For policymakers, the trade-off is clear: stronger labour protections or reclassification rules could enhance income stability for gig workers but would raise costs for platforms and potentially reduce opportunities. For investors, the actionable implication is to layer exposure: favor businesses with diversified revenue sources and robust margin buffers while incorporating scenario-weighted stress tests for both demand-side elasticity and regulatory shocks. For research teams, integrating alternative data — platform booking volumes, payment flows, and Schedule C filings — will improve the signal-to-noise ratio in forecasts of consumption and credit performance. For further reading on related macro themes, see our broader coverage on labour and consumption dynamics at [topic](https://fazencapital.com/insights/en) and platform finance innovations at [topic](https://fazencapital.com/insights/en).
FAQ
Q: How has the composition of gig work changed since 2019?

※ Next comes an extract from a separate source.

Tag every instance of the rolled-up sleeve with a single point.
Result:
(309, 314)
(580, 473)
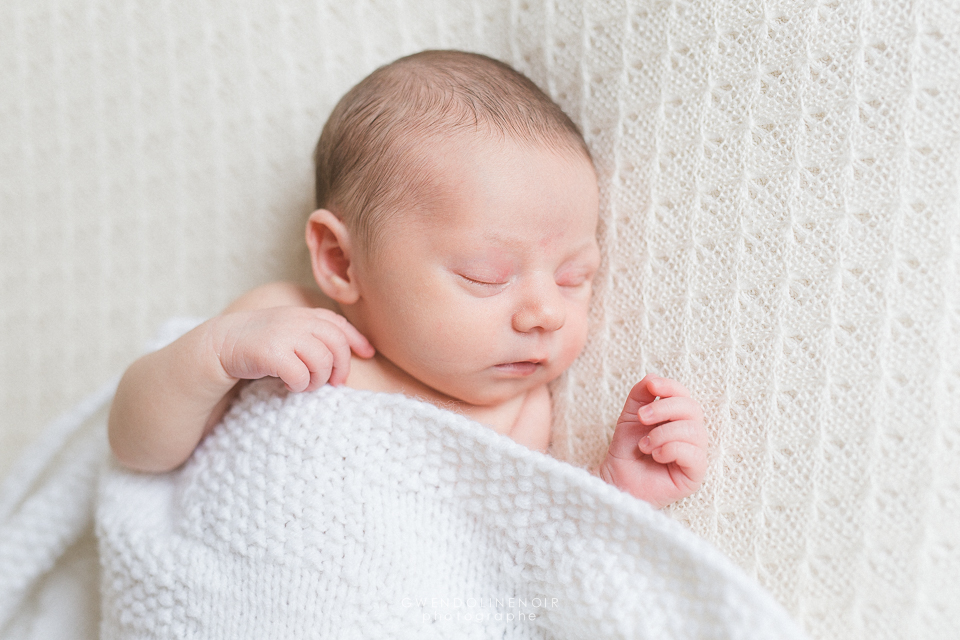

A: Since 2019 the composition has bifurcated: the share of high-skilled freelance technical and professional services has increased (higher hourly rates, project-based engagements), while low-skilled platform-mediated tasks (delivery, ride-hail, micro-gigs) have expanded the headcount at lower income levels. This split results in divergent marginal propensities to consume and different sensitivities to business-cycle swings; high-skilled gig income tends to be less volatile and more savings-accretive, whereas low-skilled gig income is more consumption-leaning and volatile.
Q: What historical parallels help interpret the current shift?
A: The closest historical analogy is the rise of small proprietorships and non-farm sole proprietors in the 1980s and 1990s when regulatory and technological changes lowered barriers to entry. However, today’s platform layer compresses transaction costs and scales micro-entrepreneurship far more rapidly. The policy responses and data collection lags echo past periods, but the speed and scope of digital platforms make the current adjustment faster and more economically consequential.
Bottom Line
The expansion of self-employment and platform-mediated work has materially supported U.S. consumption since 2019, but the durability of that support depends on volatility in gig income and regulatory outcomes. Investors and policymakers should incorporate gig-related measurement and scenario risks into forecasts and valuations.
Disclaimer: This article is for informational purposes only and does not constitute investment advice.